Comment est né ce spectacle inspiré du Récif de l’effroi ?
La rencontre avec «Le récif de l’effroi» fut en 2004 où j’allais monter un spectacle entre le Maroc et les Pays- Bas dans le cadre des 400 ans d’amitié entre les deux pays. En 2009, au festival du cinéma africain à Khouribga où nous étions tous les deux membres du jury, Yassin Adnan m’a lu «Le récif de l’effroi». Je venais tout juste de perdre mon père. Sur le champ, j’ai dit à Yassin que j’ai envie de monter ce poème. C’est ainsi que le récif est devenu un spectacle baptisé Capharnaum.

Etes-vous prête à rééditer la prestation dans une autre ville?
Capharnaum a été créée pour la première fois le 6 octobre à Marrakech où le public l’a bien accueillie puis le 8 octobre à Rabat et le 28 octobre au théâtre national Mohammed V à Rabat. Puis, on partira en Jordanie, en Pologne, en Belgique… Le spectacle est fait pour être joué et moi, je n’oblige personne à venir le voir malgré lui. Nous sommes dans un pays qui respecte les choix de tout le monde.

Est-ce que la nudité et l’expression corporelle sont-elles encore des sujets de débats houleux au Maroc ?
Pour moi, je ne me suis pas mise nue lors de mon spectacle. J’ai été en maillot pour les besoins de la scène, c’est-à-dire que ce n’est pas un choix gratuit. Le corps au Maroc existe partout : dans le hammam, les salles de sport, sur les plages, dans les boîtes… Donc, je me demande pourquoi toute une polémique sur cette scène ! Enfin, regardons d’abord la pièce de théâtre et essayons de la comprendre !

Nadia Larguet avait posé pour le magazine Femmes du Maroc en novembre 2009. Comment trouvez-vous cette initiative qui a suscité des critiques dans certains milieux?
Sur la couverture de ce magazine, j’ai vu une femme enceinte et belle. Et cela a été porteur de plusieurs messages. Car on parlait dans le magazine de la mortalité pendant l’accouchement, c’est-à-dire qu’elle a fait ça pour mieux communiquer sur ce fléau qui touche pas mal de foyers au Maroc.

En posant à moitié nu, n’étant pas à la recherche de la célébrité?
Je suis célèbre, je suis connue. Mon choix de me mettre en maillot de bain est un choix artistique. Il faut voir la pièce.

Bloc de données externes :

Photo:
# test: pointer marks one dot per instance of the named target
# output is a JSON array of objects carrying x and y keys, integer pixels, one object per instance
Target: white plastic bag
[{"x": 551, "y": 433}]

Dans cette scène, tout le monde a constaté que vous avez un joli corps…
(Rires). Merci pour le compliment! Je trouve que chaque femme a un joli corps. Il suffit qu’elle le travaille et qu’elle l’entretienne par le sport. Je trouve que la danse orientale est une danse très sensuelle.

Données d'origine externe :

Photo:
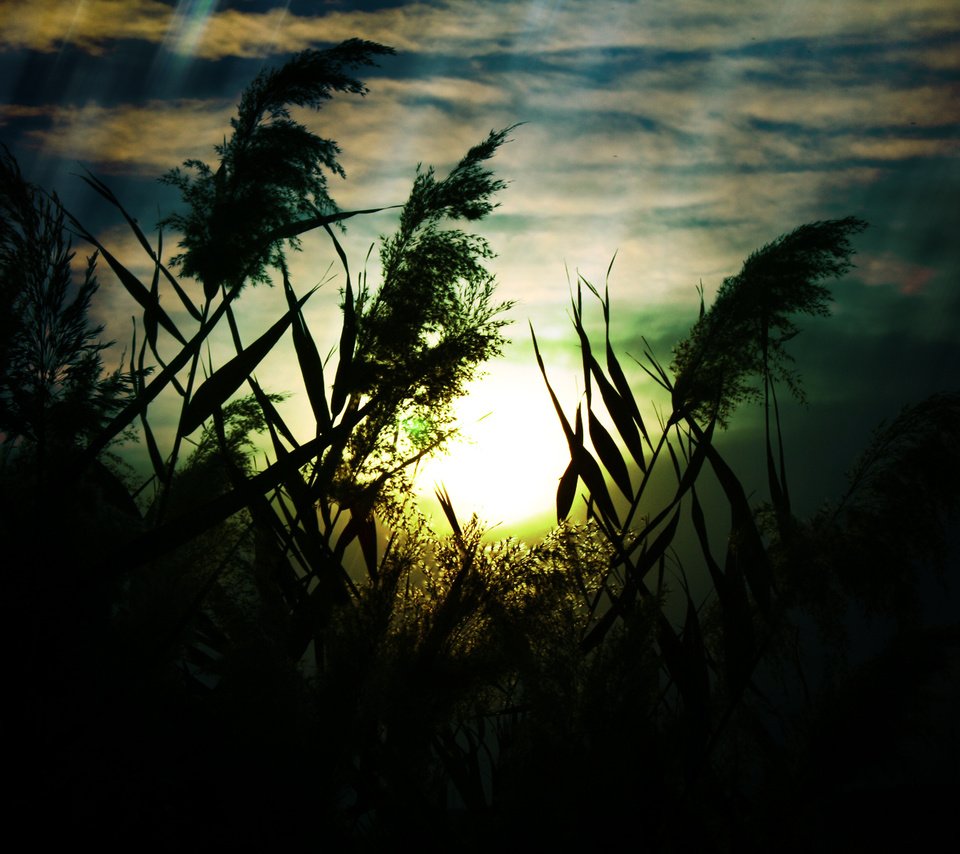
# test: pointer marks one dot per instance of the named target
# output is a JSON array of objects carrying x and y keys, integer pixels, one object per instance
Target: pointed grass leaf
[
  {"x": 650, "y": 556},
  {"x": 446, "y": 504},
  {"x": 739, "y": 644},
  {"x": 566, "y": 492},
  {"x": 591, "y": 474},
  {"x": 623, "y": 388},
  {"x": 622, "y": 415},
  {"x": 153, "y": 313},
  {"x": 311, "y": 365},
  {"x": 564, "y": 423},
  {"x": 746, "y": 552},
  {"x": 274, "y": 422},
  {"x": 348, "y": 340},
  {"x": 610, "y": 455},
  {"x": 224, "y": 382}
]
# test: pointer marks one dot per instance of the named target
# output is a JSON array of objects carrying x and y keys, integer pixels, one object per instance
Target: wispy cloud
[
  {"x": 461, "y": 27},
  {"x": 135, "y": 139}
]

Comment arrivez-vous à marier entre la chorégraphie et le théâtre ?
La chorégraphie est un art à part. Dans mon spectacle, je faisais appel à deux chorégraphes Sashar Zarif, un Iranien qui réside au Canada et qui a travaillé avec moi la danse spirituelle, et Khalid Benghrib, un Franco-Marocain qui m’a dirigée dans ce spectacle avec la plus grande maturité et générosité que pourrait avoir un artiste .

Au Maroc, ne croyez-vous pas que le théâtre est un peu marginalisé ?
Le théâtre n’est pas marginalisé. Il est un peu dépassé par d’autres supports artistiques tels que le cinéma et la télévision. Et pour cela, il faut installer une éducation artistique dans les écoles, les maisons de culture, les maisons de jeunes ainsi le public apprendra à faire le choix car c’est là la clef d’un vrai citoyen : le pouvoir de choisir.

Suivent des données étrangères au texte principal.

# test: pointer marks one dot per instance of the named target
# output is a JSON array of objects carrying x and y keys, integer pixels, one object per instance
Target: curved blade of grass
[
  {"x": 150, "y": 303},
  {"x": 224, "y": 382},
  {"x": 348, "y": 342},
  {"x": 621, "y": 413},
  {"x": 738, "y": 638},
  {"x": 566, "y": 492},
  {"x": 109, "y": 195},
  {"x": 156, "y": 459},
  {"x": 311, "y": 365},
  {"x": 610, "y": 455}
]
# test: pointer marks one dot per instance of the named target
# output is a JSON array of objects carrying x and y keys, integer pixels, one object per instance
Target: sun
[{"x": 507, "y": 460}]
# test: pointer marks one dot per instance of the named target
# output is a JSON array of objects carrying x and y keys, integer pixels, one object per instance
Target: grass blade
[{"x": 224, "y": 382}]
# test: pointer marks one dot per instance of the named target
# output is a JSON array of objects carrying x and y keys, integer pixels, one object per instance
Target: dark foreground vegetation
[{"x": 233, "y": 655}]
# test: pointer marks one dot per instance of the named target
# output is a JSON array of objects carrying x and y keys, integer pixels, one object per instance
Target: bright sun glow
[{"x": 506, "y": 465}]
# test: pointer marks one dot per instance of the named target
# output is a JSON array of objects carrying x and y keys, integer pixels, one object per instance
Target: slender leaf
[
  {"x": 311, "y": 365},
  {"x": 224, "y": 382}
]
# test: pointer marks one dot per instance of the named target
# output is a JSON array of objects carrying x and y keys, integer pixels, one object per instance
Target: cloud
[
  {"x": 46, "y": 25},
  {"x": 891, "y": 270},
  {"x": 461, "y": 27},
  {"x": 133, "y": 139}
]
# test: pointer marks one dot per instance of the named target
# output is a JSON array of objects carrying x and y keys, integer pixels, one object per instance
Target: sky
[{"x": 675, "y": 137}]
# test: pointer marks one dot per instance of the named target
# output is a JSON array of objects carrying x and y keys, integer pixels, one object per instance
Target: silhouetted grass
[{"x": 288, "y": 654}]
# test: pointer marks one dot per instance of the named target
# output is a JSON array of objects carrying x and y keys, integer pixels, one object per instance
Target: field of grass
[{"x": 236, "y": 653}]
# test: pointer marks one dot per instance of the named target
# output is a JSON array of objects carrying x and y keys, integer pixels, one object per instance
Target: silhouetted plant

Comment abordez-vous un rôle de théâtre ou de cinéma?
Je lis d’abord le texte. Puis, si je sens que ça me plaît et me parle, je me lance. Car je suis une créatrice et non pas une marionnette.

Qu’en est-il de la vie privée de Latefa Ahrrare?
(Rires). ma vie privée est privée.

Quel est la place de l’homme dans votre vie?
Je suis une femme qui aime être aimée. Mais mon père reste le plus grand homme de ma vie.

Si un jour un réalisateur vous propose un rôle où vous devez poser toute nue, qu’allez-vous faire ?
(Rires). Cela dépend ! Si le choix n’est pas gratuit, je discuterais avec lui de ce rôle.